広島について
いうまでもなく、世界中の人が、広島を知っています。そう、原爆を落とされたからです。岸田さんは広島で、「核兵器のない世界に向けて力強いメッセージを発信したい」そうです、日経4月4日。
<岸田文雄首相は4日、首相官邸で国内外の有識者が核軍縮を議論する「国際賢人会議」の委員らと面会した。5月に広島で開く主要7カ国首脳会議(G7サミット)では「核兵器のない世界に向けて力強いメッセージを発信したい」と述べた。>
気持ちはわかりますが、これどうでしょうか?
まず、アメリカは、世界で唯一核兵器を使った国です。岸田さんが、「原爆の悲惨さ」を強調しつづければ、バイデンさんは、一人気まずい思いをすることになるでしょう。
さらに、G7の中で、アメリカ、イギリス、フランスが核保有国です。プーチンが、核使用でウクライナと世界を脅している時に、この3国が核兵器を放棄したらどうなるでしょう?プーチンは、報復を恐れることなく、ウクライナに戦術核を使うでしょう。
私たちは、理想の世界を目指していますが、プロセスにおいて現実的でなければいけません。
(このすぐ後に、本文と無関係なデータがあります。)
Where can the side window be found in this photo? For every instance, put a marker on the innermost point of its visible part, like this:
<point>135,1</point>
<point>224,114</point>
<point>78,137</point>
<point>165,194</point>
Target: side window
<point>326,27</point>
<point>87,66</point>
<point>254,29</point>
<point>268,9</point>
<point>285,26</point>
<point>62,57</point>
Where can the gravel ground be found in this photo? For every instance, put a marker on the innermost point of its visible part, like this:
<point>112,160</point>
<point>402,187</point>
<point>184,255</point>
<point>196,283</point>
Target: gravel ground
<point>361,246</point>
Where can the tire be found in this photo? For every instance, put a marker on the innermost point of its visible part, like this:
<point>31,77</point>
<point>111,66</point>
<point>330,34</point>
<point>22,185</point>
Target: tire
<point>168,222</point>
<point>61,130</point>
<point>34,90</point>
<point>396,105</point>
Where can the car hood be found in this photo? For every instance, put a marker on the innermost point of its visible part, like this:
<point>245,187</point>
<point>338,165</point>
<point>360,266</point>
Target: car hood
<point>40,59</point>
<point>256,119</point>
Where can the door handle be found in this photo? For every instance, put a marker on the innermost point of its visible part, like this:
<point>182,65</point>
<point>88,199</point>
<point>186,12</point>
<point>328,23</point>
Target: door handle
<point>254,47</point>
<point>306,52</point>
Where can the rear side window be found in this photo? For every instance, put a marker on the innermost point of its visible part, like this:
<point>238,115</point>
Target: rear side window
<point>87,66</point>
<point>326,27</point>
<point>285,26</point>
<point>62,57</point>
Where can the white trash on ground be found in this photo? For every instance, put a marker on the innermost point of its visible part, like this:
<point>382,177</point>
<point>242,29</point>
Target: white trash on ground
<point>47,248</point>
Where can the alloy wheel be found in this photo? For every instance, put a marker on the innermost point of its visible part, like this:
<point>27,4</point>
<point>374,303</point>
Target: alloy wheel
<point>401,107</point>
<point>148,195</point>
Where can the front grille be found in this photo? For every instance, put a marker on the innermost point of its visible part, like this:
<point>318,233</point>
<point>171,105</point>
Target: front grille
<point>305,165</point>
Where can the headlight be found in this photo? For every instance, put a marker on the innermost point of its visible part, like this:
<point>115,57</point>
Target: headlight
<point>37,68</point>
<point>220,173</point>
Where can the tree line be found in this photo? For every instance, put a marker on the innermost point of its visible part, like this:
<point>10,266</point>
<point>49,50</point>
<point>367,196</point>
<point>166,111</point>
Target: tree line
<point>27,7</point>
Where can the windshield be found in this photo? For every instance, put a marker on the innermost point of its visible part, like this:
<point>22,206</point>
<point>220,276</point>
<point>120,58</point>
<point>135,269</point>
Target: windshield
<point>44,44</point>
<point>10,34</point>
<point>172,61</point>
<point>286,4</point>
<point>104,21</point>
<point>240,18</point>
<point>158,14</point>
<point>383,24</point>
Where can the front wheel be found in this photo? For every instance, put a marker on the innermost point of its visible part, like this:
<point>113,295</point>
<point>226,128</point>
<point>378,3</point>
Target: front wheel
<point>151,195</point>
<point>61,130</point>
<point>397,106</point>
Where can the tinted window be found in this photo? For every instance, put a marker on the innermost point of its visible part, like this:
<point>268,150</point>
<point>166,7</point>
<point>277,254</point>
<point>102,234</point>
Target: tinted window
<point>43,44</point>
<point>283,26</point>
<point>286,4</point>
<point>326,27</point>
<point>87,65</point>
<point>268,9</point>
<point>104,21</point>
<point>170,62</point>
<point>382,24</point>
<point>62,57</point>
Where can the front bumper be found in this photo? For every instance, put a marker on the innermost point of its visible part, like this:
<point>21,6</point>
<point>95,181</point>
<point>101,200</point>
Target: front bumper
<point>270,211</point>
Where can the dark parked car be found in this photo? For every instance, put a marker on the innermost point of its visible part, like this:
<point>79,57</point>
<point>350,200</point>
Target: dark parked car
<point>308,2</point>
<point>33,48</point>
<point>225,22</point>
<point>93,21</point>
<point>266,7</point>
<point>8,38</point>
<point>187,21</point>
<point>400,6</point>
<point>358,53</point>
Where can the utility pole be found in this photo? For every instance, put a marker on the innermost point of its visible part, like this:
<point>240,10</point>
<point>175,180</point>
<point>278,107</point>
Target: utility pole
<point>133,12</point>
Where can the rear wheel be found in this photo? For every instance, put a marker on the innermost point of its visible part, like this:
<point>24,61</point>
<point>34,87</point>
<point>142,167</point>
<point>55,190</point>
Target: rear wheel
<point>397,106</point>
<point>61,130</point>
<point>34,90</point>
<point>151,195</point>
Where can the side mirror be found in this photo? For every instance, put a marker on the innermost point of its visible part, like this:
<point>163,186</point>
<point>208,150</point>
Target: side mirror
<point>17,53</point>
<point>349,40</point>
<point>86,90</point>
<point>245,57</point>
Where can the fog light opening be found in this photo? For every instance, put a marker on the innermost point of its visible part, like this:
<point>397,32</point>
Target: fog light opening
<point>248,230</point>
プーチンが「核を使うぞ!」と脅す状況で、「核なき世界」を語るのは、かなり非現実的です。
では、広島の悲劇を、世界平和に用いる方法はないのでしょうか?あります。「ロシアが今、核による恫喝を繰り返していることの非人道性」を強調するのです。
岸田さんは、核保有国アメリカ、イギリス、フランスに、「広島では、プーチンが核の使用に言及していることを厳しく糾弾しよう!」と伝え、安心させるべきです。
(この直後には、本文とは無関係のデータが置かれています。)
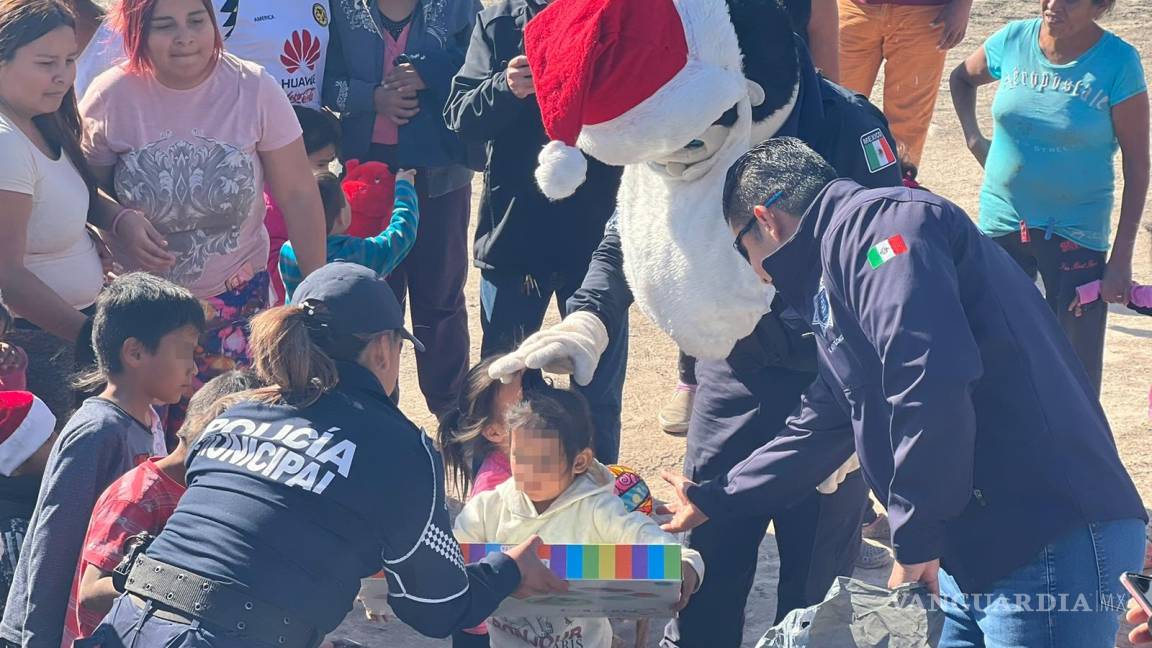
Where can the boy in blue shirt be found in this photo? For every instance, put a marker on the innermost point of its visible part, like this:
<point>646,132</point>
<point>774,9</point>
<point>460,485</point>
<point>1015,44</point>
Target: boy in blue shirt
<point>381,253</point>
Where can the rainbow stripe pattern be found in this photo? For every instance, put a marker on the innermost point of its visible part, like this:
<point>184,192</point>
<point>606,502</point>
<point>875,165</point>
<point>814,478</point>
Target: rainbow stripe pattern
<point>598,562</point>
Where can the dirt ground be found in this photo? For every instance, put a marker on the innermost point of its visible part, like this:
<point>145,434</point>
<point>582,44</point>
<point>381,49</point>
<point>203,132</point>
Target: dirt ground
<point>948,170</point>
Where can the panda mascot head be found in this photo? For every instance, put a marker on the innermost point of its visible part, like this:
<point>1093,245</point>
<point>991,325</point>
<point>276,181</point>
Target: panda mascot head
<point>674,91</point>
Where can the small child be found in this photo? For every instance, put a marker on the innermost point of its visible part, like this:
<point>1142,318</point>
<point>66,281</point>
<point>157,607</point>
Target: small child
<point>27,431</point>
<point>381,253</point>
<point>472,437</point>
<point>320,132</point>
<point>562,494</point>
<point>144,333</point>
<point>141,502</point>
<point>13,359</point>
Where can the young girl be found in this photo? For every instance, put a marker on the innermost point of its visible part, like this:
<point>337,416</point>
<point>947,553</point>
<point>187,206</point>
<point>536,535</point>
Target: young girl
<point>562,494</point>
<point>472,437</point>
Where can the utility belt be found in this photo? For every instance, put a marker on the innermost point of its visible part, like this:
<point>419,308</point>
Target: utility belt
<point>181,596</point>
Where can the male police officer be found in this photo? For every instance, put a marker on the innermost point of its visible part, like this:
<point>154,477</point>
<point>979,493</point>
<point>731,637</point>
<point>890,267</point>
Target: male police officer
<point>742,401</point>
<point>942,368</point>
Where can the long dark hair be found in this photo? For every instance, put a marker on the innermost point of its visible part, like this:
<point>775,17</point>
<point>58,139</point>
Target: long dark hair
<point>461,431</point>
<point>22,22</point>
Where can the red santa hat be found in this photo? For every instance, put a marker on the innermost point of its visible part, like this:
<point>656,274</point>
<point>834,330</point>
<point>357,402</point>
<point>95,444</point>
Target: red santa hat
<point>628,80</point>
<point>25,423</point>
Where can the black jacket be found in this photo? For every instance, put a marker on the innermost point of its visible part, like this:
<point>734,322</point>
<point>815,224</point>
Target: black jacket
<point>944,369</point>
<point>518,230</point>
<point>833,121</point>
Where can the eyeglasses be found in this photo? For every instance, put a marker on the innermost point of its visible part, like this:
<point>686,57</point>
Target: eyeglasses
<point>739,243</point>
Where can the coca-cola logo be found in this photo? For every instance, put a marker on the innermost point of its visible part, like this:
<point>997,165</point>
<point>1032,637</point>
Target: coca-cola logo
<point>301,50</point>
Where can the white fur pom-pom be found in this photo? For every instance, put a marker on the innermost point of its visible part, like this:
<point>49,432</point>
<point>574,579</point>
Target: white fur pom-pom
<point>561,170</point>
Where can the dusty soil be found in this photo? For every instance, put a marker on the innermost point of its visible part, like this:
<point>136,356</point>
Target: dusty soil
<point>948,170</point>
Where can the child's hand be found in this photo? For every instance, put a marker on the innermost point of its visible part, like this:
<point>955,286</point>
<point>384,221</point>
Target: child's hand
<point>691,580</point>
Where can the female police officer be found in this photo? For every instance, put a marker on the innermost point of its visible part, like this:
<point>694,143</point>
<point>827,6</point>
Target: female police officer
<point>312,483</point>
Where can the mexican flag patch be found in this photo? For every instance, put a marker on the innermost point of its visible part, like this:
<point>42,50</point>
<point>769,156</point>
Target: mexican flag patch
<point>877,151</point>
<point>886,250</point>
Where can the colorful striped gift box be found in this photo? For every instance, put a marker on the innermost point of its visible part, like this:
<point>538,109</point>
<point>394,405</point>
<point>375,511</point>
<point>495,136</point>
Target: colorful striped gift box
<point>598,562</point>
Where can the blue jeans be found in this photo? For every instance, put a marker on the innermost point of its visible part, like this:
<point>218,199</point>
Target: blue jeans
<point>513,307</point>
<point>1068,597</point>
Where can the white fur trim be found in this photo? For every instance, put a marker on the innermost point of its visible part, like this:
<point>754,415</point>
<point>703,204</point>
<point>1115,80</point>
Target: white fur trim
<point>561,170</point>
<point>31,434</point>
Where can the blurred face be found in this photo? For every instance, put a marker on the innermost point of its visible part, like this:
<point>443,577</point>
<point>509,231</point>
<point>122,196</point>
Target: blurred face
<point>180,42</point>
<point>539,467</point>
<point>323,159</point>
<point>1067,17</point>
<point>507,396</point>
<point>168,373</point>
<point>39,74</point>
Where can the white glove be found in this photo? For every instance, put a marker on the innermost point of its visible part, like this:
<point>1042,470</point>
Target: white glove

というわけで、「岸田さんがG7広島サミットを成功させる方法」について考えてみました。ポイントは、
・G7最大の課題は、「ウクライナ問題」である
・ウクライナ問題と台湾問題はつながっている
・ロシアがウクライナに勝てば、台湾侵攻の可能性が高まる
・ロシアがウクライナに負ければ、台湾侵攻の可能性は減る
・だからG7は一体化してウクライナ支援を継続しなければならない
・「核なき世界」を強調すると、核保有国アメリカ、イギリス、フランスが困る。特に、ロシアが核で脅迫している今、西側が核を放棄することは非現実的
・だから岸田さんは、「核で脅迫しているプーチンの非人道性」を思い切り強調すべき
となります。
その他、いろいろなことが話しあわれるでしょう。しかし、「心を一つにしてウクライナ支援をつづけ、ウクライナを勝たせよう」となれば、成功といえます。
3月、ウクライナを訪問した岸田総理は、「ウクライナの美しい大地に平和が戻るまで、日本はウクライナと共に歩んでいきます」と約束しました。そんな岸田さんのことを、ゼレンスキーは、「国際秩序を強力に守る人」と呼びました。
岸田さんは、今こそウクライナとの約束を果たすべきです。それが、善悪論でも勝敗論でも日本の国益に合致しているのですから。